Presentar al adversario como un enemigo y despreciar el valor de la palabra imposibilitan el diálogo y, por lo tanto, el reformismo. Una democracia fracturada se degrada, bien por la parálisis (vetocracia), bien por las imposiciones que laminan el pluralismo (tiranía de la mayoría). En En defensa de la política, Bernanrd Crick nos recuerda que «la política es una manera de gobernar sociedades plurales sin violencia innecesaria, y la mayoría de las sociedades son plurales, aunque haya quien piense que la pluralidad es el verdadero problema». Lo que hoy nos encontramos es la antipolítica. Hemos pasado de las ideologías a las identidades, manteniendo el desprecio por las ideas. Estas se pueden debatir y la confrontación, en este sentido, enriquece, pero si al choque de intereses se le yuxtapone la retórica de la identidad, la degradación, social o económica, es inevitable.

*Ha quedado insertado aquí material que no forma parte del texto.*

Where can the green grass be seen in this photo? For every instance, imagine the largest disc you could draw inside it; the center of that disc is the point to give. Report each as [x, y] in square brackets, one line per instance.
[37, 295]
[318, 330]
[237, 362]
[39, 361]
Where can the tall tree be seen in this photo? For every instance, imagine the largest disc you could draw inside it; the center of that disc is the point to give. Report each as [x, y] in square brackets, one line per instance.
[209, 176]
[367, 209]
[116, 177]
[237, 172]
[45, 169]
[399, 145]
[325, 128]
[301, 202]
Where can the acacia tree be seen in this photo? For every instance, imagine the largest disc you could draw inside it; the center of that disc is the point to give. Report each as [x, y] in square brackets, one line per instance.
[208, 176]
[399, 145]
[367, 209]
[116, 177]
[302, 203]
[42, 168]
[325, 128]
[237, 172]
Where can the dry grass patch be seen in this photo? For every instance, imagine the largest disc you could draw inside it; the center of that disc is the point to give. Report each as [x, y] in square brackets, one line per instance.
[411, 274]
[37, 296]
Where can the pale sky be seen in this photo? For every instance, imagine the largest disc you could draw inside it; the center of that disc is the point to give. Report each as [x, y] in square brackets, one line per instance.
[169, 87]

Se desgastan las virtudes necesarias para vivir en democracia, pero también se desgasta la confianza que hace que el mercado funcione. Si se percibe a la mitad de la sociedad como el enemigo, ¿quién va a defender el bien común? Si los recursos públicos se dilapidan en confrontación, ¿cómo se legitimará el sistema tributario? Cuando las instituciones tejen redes clientelares o la educación se iguala por abajo, ¿quién se esforzará o arriesgará? ¿Quién se atreverá a crear? Las malas ideas tienen un coste y se imponen con facilidad si no son combatidas, ya que suelen otorgar una gran comodidad psicológica al que las adoptan. Pueden envenenar incluso a las sociedades más avanzadas y preparadas. Solo cabe recordar que Quebec era la provincia más rica de Canadá antes de la deriva nacionalista y la consecuente fuga empresarial, por no hablar del impacto del secesionismo en la decreciente competitividad catalana.
En definitiva, una clase dirigente que desprecia el imperio de la ley -no solo en Cataluña- y que se fundamenta en el intervencionismo y el clientelismo -no solo en Cataluña- desprotege a los individuos y ahoga la libertad. Las malas ideas aceleraron la crisis económica y esta aupó al populismo, otra mala idea. La prosperidad se hace imposible cuando la tensión política rompe la sociedad. Se abandonan los debates sobre cómo superar retos tan inminentes como el demográfico o el tecnológico y nos enzarzamos en irresolubles cuestiones identitarias. Por ello, hay que quebrar el círculo vicioso y recuperar la vía moderantista, reconstruyendo un marco político y jurídico estable, previsible, que incentive una economía competitiva e integradora. Son necesarias, así, las coaliciones de reformismo sensato, en la política y también en la sociedad civil.